While this was going on the Doctor had trled to take advantage of the confusion to slip away from his captors.

Unfortunately for him, the soldiers had grown even more terrified of their leader in his manic condition than they had been before, and they were making doubly sure that his fury was not increased by the loss of his prisoner. So instead of their grip on the Doctor slackening it increased, and his chances of escape were less than ever.

Then he saw Will Chandler.

Will had watched the events on the Green with an overwhelming joy when he saw that by some miracle the sacrificial burning of the May Queen had been avoided. He had breathed a big sigh of relief and edged forward to see if he could help his friends; now he saw the Doctor's predicament at the moment the Doctor saw him.

'Over here, Will!' the Doctor shouted.

Will ran.

What happened then occurred so quickly that afterwards Will was unable to separate one event from another.
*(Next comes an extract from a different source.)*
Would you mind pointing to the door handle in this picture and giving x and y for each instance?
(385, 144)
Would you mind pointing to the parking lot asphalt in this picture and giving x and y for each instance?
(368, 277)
When he started to run towards the Doctor he had not the vaguest notion of how he was going to help him.

But as he crossed over to the Green he saw, out of the corner of his eye, the trooper carrying the burning torch.

Almost without thinking, he changed direction and dived at him. Although the trooper was twice Will's size the charge took him completely by surprise, and he staggered backwards and dropped the torch It rolled across the gra.s.s.

Will picked it up. The heat scorched his fingers, but he gritted his teeth and holding the torch firmly with both hands, began to whirl it around his head. The swinging flames made a peculiar roaring noise, like water tumbling over a weir. Will was a fearsome sight as he advanced on the soldiers holding the Doctor, with sweat running down his forehead, a look of stubborn determination on his face, and the torch flying and roaring in his hands. The soldiers scattered in fright as it flared towards them and the Doctor was free.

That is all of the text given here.